The Data Literacy Cheat Sheet
Companion guide to: Why Dating Apps Feel Broken — Explained With Data
The Data Literacy Cheat Sheet is the starter map for Charted Truths. It teaches the small set of questions that protect a viewer from most viral chart mistakes: what is the denominator, what is the unit of analysis, is the average hiding the distribution, does the chart show a rate or a count, and does the claim imply causation when the data only supports association.
Use it before believing a chart, sharing a chart, or turning a chart into an argument. The point is not to become cynical. The point is to become harder to fool. A good chart should make the comparison clear, name the source, show the denominator, and include the caveat that changes how far the claim can go.
Mini exercise: take any viral chart and write three sentences. First, what the chart directly shows. Second, what it does not prove. Third, what denominator would change the interpretation. If those three sentences are hard to write, the chart needs a slower read.
1. Name the claim before judging the chart
Most chart mistakes begin before the chart is inspected. The headline says one thing, the visual shows another, and the audience quietly blends them together. Write the claim as a plain sentence first: “This chart shows that X is higher than Y for Z group during T period.” If you cannot fill in X, Y, Z, and T, you are not ready to argue from the chart.

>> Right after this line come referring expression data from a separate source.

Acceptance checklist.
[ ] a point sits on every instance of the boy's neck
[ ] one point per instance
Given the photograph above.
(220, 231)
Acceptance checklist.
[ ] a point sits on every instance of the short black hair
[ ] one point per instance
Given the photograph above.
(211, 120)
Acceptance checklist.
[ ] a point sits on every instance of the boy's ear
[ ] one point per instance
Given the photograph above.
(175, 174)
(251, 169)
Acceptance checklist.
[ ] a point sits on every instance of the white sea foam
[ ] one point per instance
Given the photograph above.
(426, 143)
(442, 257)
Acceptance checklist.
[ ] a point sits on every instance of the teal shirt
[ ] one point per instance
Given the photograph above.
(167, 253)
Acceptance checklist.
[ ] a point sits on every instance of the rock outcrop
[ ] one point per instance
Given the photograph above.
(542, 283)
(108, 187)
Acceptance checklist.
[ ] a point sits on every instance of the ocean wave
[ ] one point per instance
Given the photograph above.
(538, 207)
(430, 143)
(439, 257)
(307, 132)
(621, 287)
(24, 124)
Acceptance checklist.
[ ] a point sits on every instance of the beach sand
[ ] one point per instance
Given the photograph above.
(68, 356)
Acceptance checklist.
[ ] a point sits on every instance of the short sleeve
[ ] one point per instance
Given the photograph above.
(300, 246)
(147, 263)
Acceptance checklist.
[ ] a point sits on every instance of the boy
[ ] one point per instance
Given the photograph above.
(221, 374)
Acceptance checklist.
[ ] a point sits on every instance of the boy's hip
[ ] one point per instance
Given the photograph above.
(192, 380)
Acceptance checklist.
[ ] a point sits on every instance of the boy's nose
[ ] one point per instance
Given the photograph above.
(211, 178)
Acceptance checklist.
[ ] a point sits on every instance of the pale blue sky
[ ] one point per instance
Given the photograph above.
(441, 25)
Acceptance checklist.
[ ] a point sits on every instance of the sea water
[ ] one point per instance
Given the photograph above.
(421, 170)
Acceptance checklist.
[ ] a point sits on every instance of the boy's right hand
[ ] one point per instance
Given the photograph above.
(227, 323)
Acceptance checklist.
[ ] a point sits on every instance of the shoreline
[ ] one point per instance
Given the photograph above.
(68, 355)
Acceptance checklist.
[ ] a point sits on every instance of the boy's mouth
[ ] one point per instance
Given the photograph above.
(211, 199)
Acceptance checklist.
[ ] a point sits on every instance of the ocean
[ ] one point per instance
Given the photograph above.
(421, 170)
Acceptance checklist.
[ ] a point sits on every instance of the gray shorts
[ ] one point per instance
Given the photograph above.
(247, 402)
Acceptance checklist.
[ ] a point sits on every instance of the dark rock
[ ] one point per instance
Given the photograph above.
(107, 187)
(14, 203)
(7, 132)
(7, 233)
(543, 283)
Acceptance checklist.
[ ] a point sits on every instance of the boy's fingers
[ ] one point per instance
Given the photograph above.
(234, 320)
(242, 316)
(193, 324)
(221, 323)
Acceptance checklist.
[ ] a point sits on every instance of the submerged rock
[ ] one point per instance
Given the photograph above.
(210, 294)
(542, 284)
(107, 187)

The sentence should be narrow. “Dating apps are broken” is not a chart claim. “In this sample, fewer matches turned into conversations for group A than group B” is a chart claim. Narrow claims are easier to verify and harder to exaggerate.
2. Find the denominator
The denominator is the group underneath the percentage. A chart that says “40 percent” is incomplete until you know 40 percent of what: users, accounts, survey respondents, households, games, arrests, claims, or visits. Changing the denominator can flip the emotional meaning of the same number.
Ask who is missing. A survey of active app users excludes people who quit. A chart of police reports excludes incidents never reported. A chart of average salary can exclude unemployed people. The caveat is not trivia. It tells you how far the claim can travel.

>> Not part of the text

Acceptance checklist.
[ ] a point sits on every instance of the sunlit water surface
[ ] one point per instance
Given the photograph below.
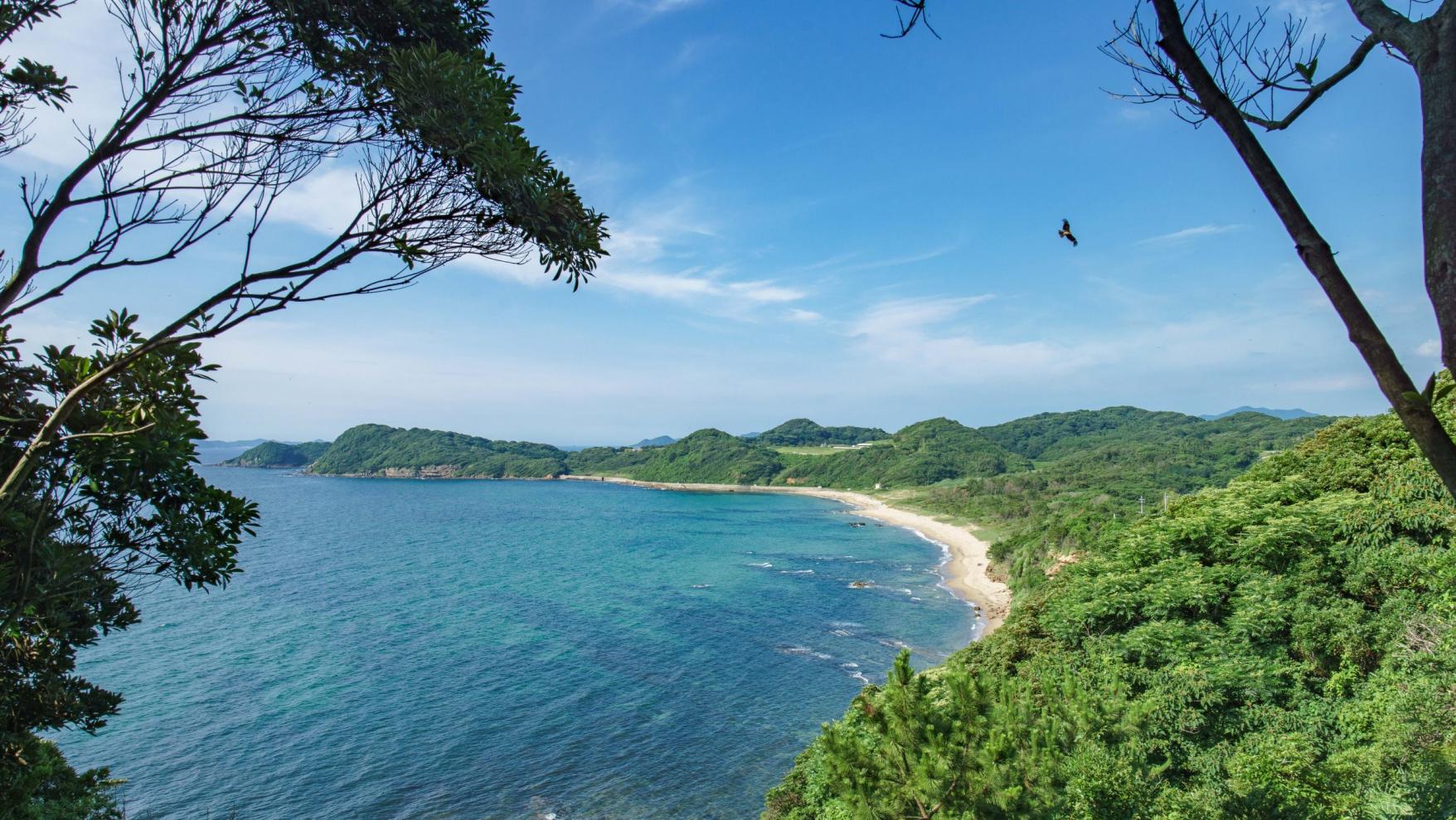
(508, 650)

3. Check whether the average hides the shape
Averages are useful when the group is fairly compact. They become dangerous when the group has two peaks, extreme outliers, or a long tail. If one small group has very large values, the average can move while most people experience no change.
When a chart relies on an average, look for a median, percentile range, histogram, box plot, or raw distribution. If the distribution is unavailable, the safest sentence is narrower: “The average moved” rather than “most people experienced this.”
4. Separate counts from rates
Counts answer how many. Rates answer how often relative to the population or opportunity. A city with more people can have more events and still have a lower rate. A rare event can double and remain rare. A popular platform can generate more bad examples simply because it has more total activity.
| If the chart shows… | Ask for… | Why it matters |
|---|---|---|
| Total events | Events per relevant population | Bigger groups naturally produce bigger counts |
| Percent change | Starting value and ending value | A huge percentage can come from a tiny base |
| Ranking | Margin between ranks | Adjacent ranks may be statistically indistinguishable |
| One vivid example | Base rate | Vivid examples can overwhelm rare-event math |
5. Watch for implied causation
Two lines moving together do not prove one caused the other. The pattern may be real and still have the wrong explanation. Ask whether the chart rules out seasonality, selection effects, policy changes, measurement changes, or a third factor driving both lines.
The stronger the causal language, the stronger the evidence needs to be. “Moved with” requires less evidence than “caused.” “May contribute to” requires less than “is responsible for.” If the chart only shows association, keep the sentence associative.
6. Do the pre-share check
Before sharing the chart, write this compact source note:
- What the chart directly shows.
- What population or denominator it uses.
- What caveat would change the interpretation.
- Whether it shows a count, rate, average, distribution, or relationship.
- Whether the headline claims more than the chart proves.
If the note makes the chart less exciting, that is useful information. The chart may still be worth sharing, but now it will be shared as evidence instead of bait.